During the course of Jim’s last months, circumstances kept us apart. We had not spoken for months, but I was hoping we would be together again in the near future.
I had no idea how bad things had gotten. Neither did his family.
One Call Changes Everything
It was another day at the office when I got the call. Jim’s brother had found him earlier that morning. Within hours, our whole circle of friends heard the horrible news, and many of us were grieving together.
My friend was gone, and there was nothing we could do to change that.
The pain was terrible, especially as I thought about how I could have encouraged him to seek treatment.
I saw his mother a short time later. Not a young woman, the news destroyed her. Her health took a serious downturn, and within a couple of years, we lost her as well.
I believe Jim’s mother willed herself to death. She suffered so much loss in her life, but losing her favorite son that way, was a pain that destroyed her.
Jim’s death consumed my mind night and day. I saw his face before me constantly and searched for answers.
How could I not have known how low he’d gotten? Why wasn’t I the one who could have saved him?
Facing an Internal Truth
Another terrible truth tormented me.
Thoughts of suicide were common for me. I’ll share more about this in future chapters, but I live with constant thoughts of killing myself. I always have a plan, though I hope I’ll never act on it.
Before you call a medical professional to have me committed, please understand I have no plans to act on hurting myself. I can’t ever imagine reaching a point where I would ever carry out my plan. But, in a strange way, there is some security and comfort in having a plan.
If you’ve never felt suicidal, it probably doesn’t make any sense.
I’ll let you in on a little secret. There is a lot of us, many with bipolar and many with other mental illnesses, that always have a plan.
Thoughts of suicide have always filled our minds. Those horrible thoughts stick with us no matter how much fun we’re having or how big the smile on our face.
Most of us rarely discuss this truth. Many of us never talk about it at all. Those who do, only share their dark impulses with a small group of people, and usually only with those who also understand the unhealthy need.
For us, it’s part of surviving bipolar.
When my friend died, a twisted part of me was angry that he died and not me.
My life is good, and for the most part, I’m happy. Even so, part of me was jealous his fight was over and I had to keep going with my battle.
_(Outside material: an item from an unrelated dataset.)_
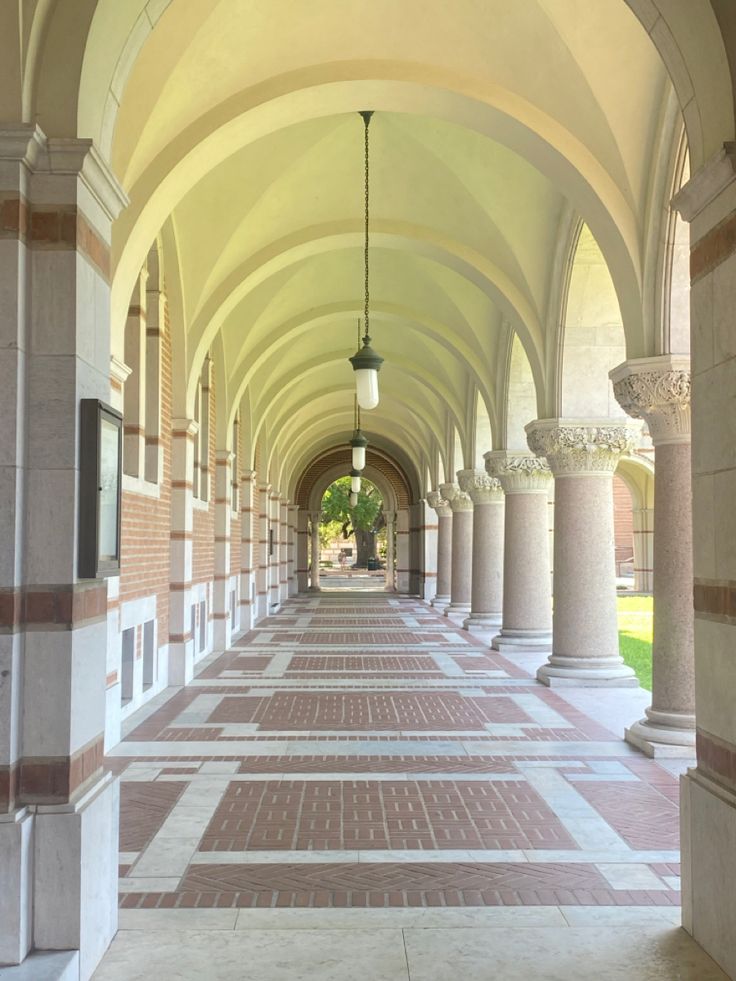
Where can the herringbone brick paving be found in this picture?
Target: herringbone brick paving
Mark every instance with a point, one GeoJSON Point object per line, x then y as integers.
{"type": "Point", "coordinates": [455, 784]}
I wrote this poem during one of my darkest times.
Trying to Turn a Negative into a Positive
As the weeks and months went by, something new started to grow in my mind. I couldn’t go back and save my friend, no matter how hard I tried. I’m not a time lord, so that moment is gone forever.
Jim wasn’t the only one suffering in pain. The number of suicides by people I knew personally made that perfectly clear.
When you add in the fact that for every successful suicide there might be dozens or more failed attempts, the number of people suffering is staggering. Then there are millions more who changed their mind at the last second or simply carry their pain with them every day.
I had to do something to help those people. I knew if I could help just one, my life would mean something. If even one person could be saved, maybe I could let go of the pain of losing yet another friend to such an insidious enemy.
A Blog Is Born
My life is very busy. I work full-time and volunteer in my community. Then I have a home to care for and older parents to help.
Bipolar creates enough struggles, but I also contend with Familial Mediterranean Fever, a condition that causes constant pain and fatigue.
Getting out on the streets to help people isn’t an option. I can’t start a foundation or a help line. There’s no cash in the bank ready to use to create a care center.
As time ticked by, though, it dawned on me how I could help others another way. Maybe, just maybe, by sharing my story of surviving bipolar, another man, woman, friend, or child would get help before it was too late.
I’ve always enjoyed writing, and the words usually come easy. The question was, would I be brave enough to share my story with the world? Could I live my bipolar life for all the world to see?